What really got me into reading for pleasure, instead of work, started when we moved into our house on Prune Street in Lompoc, Calee’fornia back in the late 50’s. We rented the house from people that had a teenage kid with a lot of leftover toys. I inherited some half-made models, other items and a library of first-edition Hardy Boys books. I wish I still had them as they’re going on e-bay for a pretty penny.
Several things grabbed in those volumes. For one, I loved the font. It was large enough to make for easy reading. Then there was the occasional illustration. The real payoff came because the stories were a lot of fun! Though the books were old, they were spooky and intriguing mysteries that kept me glued to the pages. As a little kid of six to my early teens, I struggled at first but became more proficient as I read The Tower Treasure, then The House On The Cliff, The Secret Of The Old Mill, etc. I became obsessed. Over a few years I ran out of titles as I a more proficient reader. I also discovered the companion girls series, Nancy Drew. Though they were almost too “girly,” I soon discovered they had the same elements of mystery and adventure, plus they tided me over until the next Hardy Boys came out. The Hardy Boys were a standard birthday and Christmas gift for years.
Several things came out of these adventures. My reading skills improved immensely. I formed a basic understanding of plot and mystery. I also developed a sense of adventure and working as a team. Of course, it would be forty plus years before I could actually put any of it into words, but this was the foundation for my future writing passion.
As for the two authors, both were pseudonyms. Franklin W Dixon was a pen name used for the Hardy boys. Most of the stories, the most successful and original titles were written by Canadian journalist Leslie McFarlaine. He wrote twenty-one total and did most of them during the depression just to pay bills. He never really liked writing them and only later in life accepted praises for what he accomplished. Other ghost writers took over for the later books which now total in the fifties of the original series, not counting numerous offshoots.
As for Carolyn Keene, there are so many ghost writers, it’s hard to keep track. However, the first one was Mildred Wirt, who became Mildred Wirt Benson. She wrote them for a while before other authors took over.

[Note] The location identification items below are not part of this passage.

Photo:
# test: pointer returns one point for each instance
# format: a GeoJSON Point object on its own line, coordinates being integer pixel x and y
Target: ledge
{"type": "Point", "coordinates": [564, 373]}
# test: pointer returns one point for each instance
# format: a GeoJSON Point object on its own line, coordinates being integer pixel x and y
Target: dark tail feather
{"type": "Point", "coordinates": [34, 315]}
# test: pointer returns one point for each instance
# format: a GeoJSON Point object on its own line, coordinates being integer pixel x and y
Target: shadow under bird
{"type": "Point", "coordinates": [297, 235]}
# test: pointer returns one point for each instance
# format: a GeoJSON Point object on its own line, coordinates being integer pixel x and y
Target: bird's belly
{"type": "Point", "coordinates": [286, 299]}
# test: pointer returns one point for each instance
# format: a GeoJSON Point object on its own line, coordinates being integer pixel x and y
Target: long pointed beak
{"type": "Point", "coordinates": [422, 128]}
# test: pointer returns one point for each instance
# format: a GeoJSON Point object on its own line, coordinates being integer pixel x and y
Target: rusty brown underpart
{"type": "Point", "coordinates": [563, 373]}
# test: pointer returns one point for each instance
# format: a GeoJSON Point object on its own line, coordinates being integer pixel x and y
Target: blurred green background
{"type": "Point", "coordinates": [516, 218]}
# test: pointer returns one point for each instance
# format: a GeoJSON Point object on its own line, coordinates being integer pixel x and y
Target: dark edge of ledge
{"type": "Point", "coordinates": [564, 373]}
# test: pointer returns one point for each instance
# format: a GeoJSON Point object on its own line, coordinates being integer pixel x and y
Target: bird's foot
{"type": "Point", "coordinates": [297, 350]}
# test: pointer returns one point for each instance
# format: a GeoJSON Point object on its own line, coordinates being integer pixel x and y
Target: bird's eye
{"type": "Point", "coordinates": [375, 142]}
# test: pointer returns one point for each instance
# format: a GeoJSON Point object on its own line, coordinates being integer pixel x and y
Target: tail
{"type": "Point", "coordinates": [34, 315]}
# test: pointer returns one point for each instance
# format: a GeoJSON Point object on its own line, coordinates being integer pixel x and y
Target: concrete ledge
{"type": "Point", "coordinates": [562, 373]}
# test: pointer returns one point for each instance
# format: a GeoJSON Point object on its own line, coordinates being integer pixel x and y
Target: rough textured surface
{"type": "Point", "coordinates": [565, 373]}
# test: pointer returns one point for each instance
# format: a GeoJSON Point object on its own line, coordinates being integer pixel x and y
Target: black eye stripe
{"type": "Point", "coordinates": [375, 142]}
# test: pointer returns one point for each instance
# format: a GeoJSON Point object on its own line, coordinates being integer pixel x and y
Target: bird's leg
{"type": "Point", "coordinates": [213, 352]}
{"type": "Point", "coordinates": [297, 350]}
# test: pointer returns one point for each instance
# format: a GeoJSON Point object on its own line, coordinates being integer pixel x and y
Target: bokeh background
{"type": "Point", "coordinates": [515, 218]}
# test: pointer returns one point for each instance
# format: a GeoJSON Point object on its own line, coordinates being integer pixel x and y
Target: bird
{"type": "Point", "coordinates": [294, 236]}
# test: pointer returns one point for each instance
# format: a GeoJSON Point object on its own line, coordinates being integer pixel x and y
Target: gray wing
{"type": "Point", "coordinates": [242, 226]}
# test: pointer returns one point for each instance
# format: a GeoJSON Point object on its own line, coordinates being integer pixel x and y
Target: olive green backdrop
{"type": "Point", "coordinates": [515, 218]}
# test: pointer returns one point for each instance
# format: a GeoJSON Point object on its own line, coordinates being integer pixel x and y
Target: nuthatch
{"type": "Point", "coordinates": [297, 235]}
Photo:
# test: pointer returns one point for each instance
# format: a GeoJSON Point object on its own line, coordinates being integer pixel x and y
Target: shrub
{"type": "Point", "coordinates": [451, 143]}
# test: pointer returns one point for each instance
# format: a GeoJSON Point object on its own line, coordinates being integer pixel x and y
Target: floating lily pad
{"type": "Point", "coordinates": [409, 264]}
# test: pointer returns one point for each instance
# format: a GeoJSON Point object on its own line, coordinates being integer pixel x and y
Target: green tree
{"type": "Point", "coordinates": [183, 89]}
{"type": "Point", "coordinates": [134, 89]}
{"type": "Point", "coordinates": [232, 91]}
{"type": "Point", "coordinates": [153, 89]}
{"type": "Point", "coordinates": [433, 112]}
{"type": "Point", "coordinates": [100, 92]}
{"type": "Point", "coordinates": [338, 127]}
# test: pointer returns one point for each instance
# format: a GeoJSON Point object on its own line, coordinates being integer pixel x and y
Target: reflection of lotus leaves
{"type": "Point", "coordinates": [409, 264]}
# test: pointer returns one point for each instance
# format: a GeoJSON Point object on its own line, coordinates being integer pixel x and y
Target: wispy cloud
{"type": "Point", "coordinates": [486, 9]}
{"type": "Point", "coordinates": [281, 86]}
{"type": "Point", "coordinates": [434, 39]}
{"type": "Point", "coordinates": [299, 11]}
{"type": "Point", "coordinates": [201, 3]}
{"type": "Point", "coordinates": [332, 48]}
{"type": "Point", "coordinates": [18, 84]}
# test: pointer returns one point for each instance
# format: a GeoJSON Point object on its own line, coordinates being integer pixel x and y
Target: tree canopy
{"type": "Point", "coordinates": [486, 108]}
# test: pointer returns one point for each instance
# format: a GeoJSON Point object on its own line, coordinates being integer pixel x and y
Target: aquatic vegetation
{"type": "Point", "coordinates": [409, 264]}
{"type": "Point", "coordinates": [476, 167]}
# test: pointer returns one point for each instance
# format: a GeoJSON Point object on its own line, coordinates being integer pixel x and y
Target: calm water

What is common about both original series is that they followed a pattern. Kids played pseudo-adult roles, got themselves in peril and solved a mystery by banding together. Though there were definitive main characters, there were sidekicks aplenty and they didn’t forge their paths alone. The mystery always started with something that at first seemed almost freakishly bizarre then became more realistic as they heroes solved the case. The titles alone give clues like that. Modern day Scooby Doo does it will far less finesse in basic fifteen minute blocks on the Cartoon Network.
This repeatable pattern, though simple in context, is still the plot of every mystery and thriller novel ever written. The only difference is the complexity, the language and the adultness. It works for kids as well as adults. It grabbed me as a six year old and even as a younger adult when I was stationed in Spain. By younger adult, I mean in my twenties when I was single and working cleaning detail in the headquarters building away from my regular job. I was on a nostalgia kick and decided to go for the good old days away from the Andre Norton, Doc Savage and Ron Goulart stories I’d been reading. I still enjoyed the Hardy Boys, even then!
I was planning on waiting a few weeks to do this tribute, but this morning, my kids had just come back from the wyberry (that’s my word for library for those of you uninitiated into my world) and I mentioned a good series for my grandson. Even though kids nowadays are inundated with hundreds if not thousands of kids books, the original Hardy Boys and Nancy Drew series are still being published. Maybe he’ll get inspired if he gives them half a chance.
One disturbing note I learned while doing research for this article. Over the years, the original stories have been, sometimes radically updated, not only to modernize them, but to make them more “politically correct.” I can understand that to a point. However, in some cases, the publishers went off the rails making complete changes in plot and personalities of the characters that had little to do with political correctness, or they went off the deep end in ways that may have more to do with actual political leanings of the powers that be rather than any racial stereotypes of the era when they were originally written. I haven’t read any of the most recent revisions but I’ve heard a few of the mid-period stories are completely different. I only hope these new versions keep the mystery and adventure that influenced me so much. I’m almost afraid to reread the latest versions. Maybe that’s one reason the originals sell for such high prices.
They may have had their faults, but for the times, they inspired this writer. Who inspired you?